The GetChoosy hashtag is essentially the site’s equivalent of the bat signal: Once the consumer throws it up, the firm’s team of “Style Scouts” works with its AI system to search the comment section of the post to find out which items in the particular #OOTD people are most interested in. Depending on where the heat is, Choosy will then make that coveted look available on their own site within 48 hours.

All in, Choosy aims to show off five new style pieces per week, all influenced by what the social webs are tossing up in terms of celebrity and influencer fashion. But, of course, shoppers have to act quite fast: As soon as a customer orders her pieces, Choosy will design and ship at that specific volume, usually delivering within two weeks. The good news is there’s no waste, because they have no inventory – they more or less make fashion items on demand. But for shoppers, the race is to the swift: Once the order period is closed, so is access to that fashion item.

There is a question as to whether what Choosy is doing constitutes, well, stealing – particularly of other brands’ designs, though Choosy doesn’t see it that way.

“Choosy is absolutely not copying designs — they identify popular silhouettes (i.e. silk pants, bomber jacket, pleated skirt), and they have an in-house design team that creates styles inspired by what their shoppers are loving,” a representative shared. “Their styles are a direct response to their customers being inspired by a certain silhouette, and their designers pay expert attention to fit, as their styles need to fit women sizes 0-20. They have an entire team of seasoned designers whose roles are to create, not copy.”

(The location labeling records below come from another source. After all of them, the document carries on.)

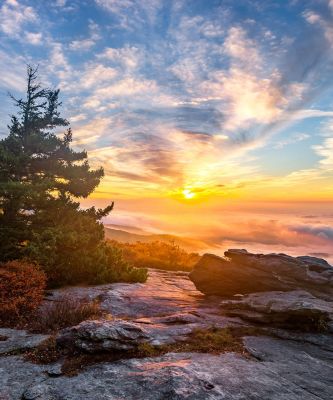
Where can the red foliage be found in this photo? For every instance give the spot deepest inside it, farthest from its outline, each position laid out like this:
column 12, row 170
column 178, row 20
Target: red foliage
column 22, row 286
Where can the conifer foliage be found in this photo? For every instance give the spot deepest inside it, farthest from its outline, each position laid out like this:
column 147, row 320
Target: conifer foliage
column 41, row 178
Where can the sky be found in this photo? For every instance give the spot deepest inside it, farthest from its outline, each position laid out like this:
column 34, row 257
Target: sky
column 212, row 119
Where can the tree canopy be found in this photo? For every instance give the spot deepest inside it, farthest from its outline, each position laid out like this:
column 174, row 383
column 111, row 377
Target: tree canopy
column 41, row 179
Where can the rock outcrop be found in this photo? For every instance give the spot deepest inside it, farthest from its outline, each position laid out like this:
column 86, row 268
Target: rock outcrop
column 287, row 370
column 295, row 309
column 103, row 335
column 240, row 272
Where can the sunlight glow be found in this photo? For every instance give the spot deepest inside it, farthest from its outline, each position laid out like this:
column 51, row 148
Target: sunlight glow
column 188, row 194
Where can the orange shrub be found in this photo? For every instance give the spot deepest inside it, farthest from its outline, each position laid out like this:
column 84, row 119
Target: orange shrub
column 22, row 287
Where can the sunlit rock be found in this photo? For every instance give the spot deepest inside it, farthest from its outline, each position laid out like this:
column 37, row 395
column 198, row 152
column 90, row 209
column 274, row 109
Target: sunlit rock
column 240, row 272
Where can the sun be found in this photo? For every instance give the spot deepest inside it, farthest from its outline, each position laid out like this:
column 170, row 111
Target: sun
column 188, row 194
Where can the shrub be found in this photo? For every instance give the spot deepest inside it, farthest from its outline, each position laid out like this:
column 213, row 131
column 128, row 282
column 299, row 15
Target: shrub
column 68, row 311
column 22, row 287
column 160, row 255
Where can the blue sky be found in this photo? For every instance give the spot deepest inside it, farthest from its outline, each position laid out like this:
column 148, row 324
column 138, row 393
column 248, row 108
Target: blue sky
column 220, row 99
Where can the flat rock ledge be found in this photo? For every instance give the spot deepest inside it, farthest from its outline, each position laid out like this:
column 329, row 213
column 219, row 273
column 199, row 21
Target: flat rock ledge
column 103, row 335
column 296, row 309
column 287, row 370
column 240, row 272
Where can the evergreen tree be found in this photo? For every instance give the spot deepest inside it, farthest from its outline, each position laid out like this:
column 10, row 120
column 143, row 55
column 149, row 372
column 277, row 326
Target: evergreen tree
column 40, row 178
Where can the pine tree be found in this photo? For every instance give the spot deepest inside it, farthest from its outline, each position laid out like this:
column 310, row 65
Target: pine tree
column 41, row 176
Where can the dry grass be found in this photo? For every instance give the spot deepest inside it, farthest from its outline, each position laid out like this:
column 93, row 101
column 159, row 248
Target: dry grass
column 68, row 311
column 212, row 340
column 22, row 287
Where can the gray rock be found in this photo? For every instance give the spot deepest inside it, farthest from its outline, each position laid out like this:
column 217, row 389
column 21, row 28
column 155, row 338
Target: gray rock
column 296, row 309
column 17, row 375
column 240, row 272
column 287, row 371
column 102, row 335
column 17, row 340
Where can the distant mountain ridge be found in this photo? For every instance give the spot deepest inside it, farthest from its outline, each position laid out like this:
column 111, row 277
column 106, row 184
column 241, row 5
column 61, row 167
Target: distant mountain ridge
column 129, row 234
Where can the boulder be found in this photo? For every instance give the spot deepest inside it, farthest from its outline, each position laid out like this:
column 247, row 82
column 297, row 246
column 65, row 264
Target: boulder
column 240, row 272
column 103, row 335
column 296, row 309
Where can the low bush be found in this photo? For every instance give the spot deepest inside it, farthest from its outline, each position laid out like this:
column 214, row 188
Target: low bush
column 59, row 314
column 160, row 255
column 22, row 287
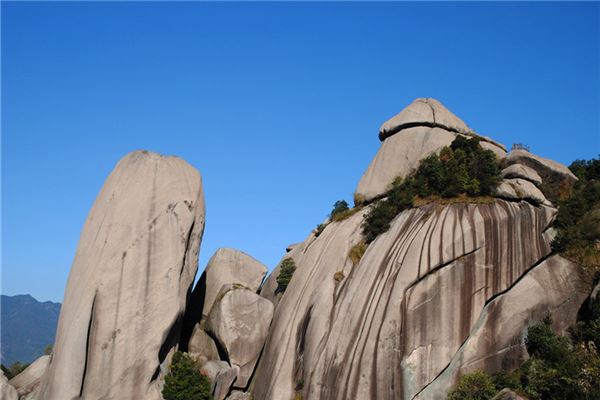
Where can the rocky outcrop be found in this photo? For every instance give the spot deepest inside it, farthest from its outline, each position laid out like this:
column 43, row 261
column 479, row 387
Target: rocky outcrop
column 423, row 112
column 523, row 172
column 28, row 380
column 555, row 285
column 239, row 321
column 7, row 392
column 417, row 292
column 202, row 347
column 127, row 290
column 557, row 178
column 421, row 129
column 521, row 189
column 230, row 266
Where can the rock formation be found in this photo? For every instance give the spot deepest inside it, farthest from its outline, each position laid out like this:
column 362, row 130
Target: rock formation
column 450, row 288
column 127, row 290
column 7, row 392
column 28, row 381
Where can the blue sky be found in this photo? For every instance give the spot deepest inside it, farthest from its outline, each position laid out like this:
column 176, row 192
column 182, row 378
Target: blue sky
column 277, row 104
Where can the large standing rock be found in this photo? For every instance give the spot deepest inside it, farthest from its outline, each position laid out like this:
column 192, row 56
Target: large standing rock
column 556, row 285
column 418, row 291
column 201, row 346
column 557, row 178
column 423, row 112
column 126, row 294
column 28, row 380
column 421, row 129
column 7, row 392
column 240, row 322
column 523, row 172
column 230, row 266
column 520, row 189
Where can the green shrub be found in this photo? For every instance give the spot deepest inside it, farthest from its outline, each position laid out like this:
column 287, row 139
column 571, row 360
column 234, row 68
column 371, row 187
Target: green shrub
column 474, row 386
column 578, row 219
column 286, row 272
column 184, row 381
column 339, row 207
column 463, row 169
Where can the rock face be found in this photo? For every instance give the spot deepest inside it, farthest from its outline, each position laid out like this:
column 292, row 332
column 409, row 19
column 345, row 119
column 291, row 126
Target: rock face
column 230, row 266
column 520, row 189
column 423, row 128
column 7, row 392
column 126, row 294
column 523, row 172
column 447, row 289
column 239, row 321
column 28, row 380
column 202, row 347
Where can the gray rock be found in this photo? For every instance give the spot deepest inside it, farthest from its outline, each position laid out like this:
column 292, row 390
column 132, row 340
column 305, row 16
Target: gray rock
column 238, row 395
column 556, row 285
column 550, row 171
column 522, row 171
column 423, row 112
column 28, row 380
column 520, row 189
column 403, row 312
column 230, row 266
column 135, row 263
column 202, row 346
column 240, row 321
column 7, row 392
column 211, row 369
column 223, row 382
column 398, row 156
column 507, row 394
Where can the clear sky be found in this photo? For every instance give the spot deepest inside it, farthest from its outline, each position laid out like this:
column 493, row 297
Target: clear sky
column 277, row 104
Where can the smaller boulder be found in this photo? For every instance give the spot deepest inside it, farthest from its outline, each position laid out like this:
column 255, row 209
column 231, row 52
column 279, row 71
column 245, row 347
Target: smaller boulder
column 29, row 379
column 240, row 321
column 201, row 346
column 7, row 392
column 230, row 266
column 520, row 189
column 238, row 395
column 523, row 172
column 223, row 382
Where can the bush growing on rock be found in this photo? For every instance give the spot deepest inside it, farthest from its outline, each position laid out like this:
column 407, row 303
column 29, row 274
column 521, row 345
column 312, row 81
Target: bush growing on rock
column 184, row 381
column 474, row 386
column 286, row 272
column 578, row 219
column 463, row 169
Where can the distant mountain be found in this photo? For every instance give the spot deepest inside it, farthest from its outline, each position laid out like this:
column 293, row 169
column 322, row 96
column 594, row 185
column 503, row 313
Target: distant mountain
column 27, row 326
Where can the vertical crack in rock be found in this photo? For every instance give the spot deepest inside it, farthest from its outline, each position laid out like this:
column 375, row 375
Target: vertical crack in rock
column 87, row 344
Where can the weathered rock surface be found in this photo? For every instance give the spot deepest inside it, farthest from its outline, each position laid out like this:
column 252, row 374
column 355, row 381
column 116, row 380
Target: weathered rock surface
column 417, row 292
column 523, row 172
column 551, row 172
column 497, row 341
column 135, row 263
column 212, row 368
column 230, row 266
column 423, row 112
column 237, row 395
column 239, row 321
column 507, row 394
column 409, row 137
column 28, row 380
column 520, row 189
column 223, row 382
column 7, row 392
column 201, row 346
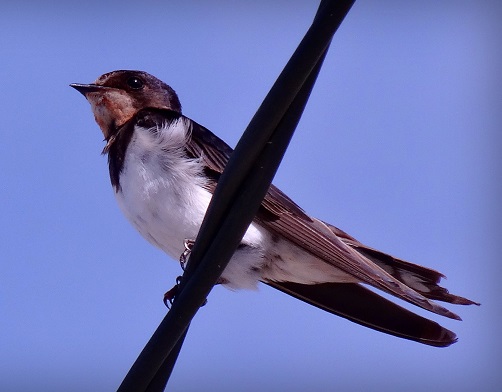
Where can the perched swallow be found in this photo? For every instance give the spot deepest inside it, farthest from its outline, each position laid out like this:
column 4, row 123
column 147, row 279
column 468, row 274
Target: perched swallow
column 164, row 168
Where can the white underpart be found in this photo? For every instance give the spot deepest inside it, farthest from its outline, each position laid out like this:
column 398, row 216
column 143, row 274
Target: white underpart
column 163, row 197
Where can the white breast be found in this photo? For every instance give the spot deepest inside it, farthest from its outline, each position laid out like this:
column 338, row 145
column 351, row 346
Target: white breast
column 162, row 195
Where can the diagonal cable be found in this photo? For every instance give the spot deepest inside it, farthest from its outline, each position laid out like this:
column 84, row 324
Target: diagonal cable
column 238, row 195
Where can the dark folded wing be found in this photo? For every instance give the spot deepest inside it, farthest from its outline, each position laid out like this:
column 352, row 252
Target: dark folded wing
column 281, row 215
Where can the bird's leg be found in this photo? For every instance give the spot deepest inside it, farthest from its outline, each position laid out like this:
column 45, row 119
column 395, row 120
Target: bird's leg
column 188, row 244
column 169, row 295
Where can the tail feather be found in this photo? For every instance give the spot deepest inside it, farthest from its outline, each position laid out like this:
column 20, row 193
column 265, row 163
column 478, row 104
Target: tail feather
column 361, row 305
column 421, row 279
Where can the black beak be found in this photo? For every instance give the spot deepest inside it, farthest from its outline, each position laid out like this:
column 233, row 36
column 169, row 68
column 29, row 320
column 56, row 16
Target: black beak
column 86, row 88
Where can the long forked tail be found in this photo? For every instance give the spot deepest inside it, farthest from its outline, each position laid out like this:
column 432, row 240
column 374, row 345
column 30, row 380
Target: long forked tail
column 361, row 305
column 421, row 279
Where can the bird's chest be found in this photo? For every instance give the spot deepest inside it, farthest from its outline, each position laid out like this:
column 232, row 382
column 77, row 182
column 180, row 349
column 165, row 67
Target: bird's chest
column 162, row 196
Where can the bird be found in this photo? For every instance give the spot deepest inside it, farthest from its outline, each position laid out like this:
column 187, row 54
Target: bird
column 164, row 168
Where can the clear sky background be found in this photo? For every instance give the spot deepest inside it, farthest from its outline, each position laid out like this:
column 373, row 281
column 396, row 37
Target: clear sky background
column 399, row 146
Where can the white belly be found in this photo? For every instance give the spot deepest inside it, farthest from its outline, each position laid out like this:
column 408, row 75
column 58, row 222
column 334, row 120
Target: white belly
column 162, row 195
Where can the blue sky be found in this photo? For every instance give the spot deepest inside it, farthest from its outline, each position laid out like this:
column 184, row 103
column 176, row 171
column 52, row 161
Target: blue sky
column 399, row 146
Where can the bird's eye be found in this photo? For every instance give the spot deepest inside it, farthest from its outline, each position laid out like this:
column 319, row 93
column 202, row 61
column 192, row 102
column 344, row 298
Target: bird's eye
column 135, row 82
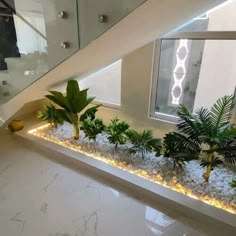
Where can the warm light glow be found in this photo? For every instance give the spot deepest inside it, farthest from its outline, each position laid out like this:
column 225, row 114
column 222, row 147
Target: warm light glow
column 139, row 172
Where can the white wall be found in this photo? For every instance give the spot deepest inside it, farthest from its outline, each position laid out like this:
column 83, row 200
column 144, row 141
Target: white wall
column 218, row 70
column 104, row 84
column 150, row 21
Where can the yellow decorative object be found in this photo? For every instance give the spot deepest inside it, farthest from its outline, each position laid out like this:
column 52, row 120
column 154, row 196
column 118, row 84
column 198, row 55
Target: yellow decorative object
column 15, row 125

Still, there is a thin line between creatively paying homage and just outright copying. After all, Choosy’s value proposition largely rests on successfully imitating coveted Instagram items. If the imitation isn’t close enough, those choosy buyers will likely take a pass.

Logistically speaking, Choosy is currently available in the U.S., and is offering free shipping for a limited time. Customers have 14 days to experiment with their clothes before they can no longer return them.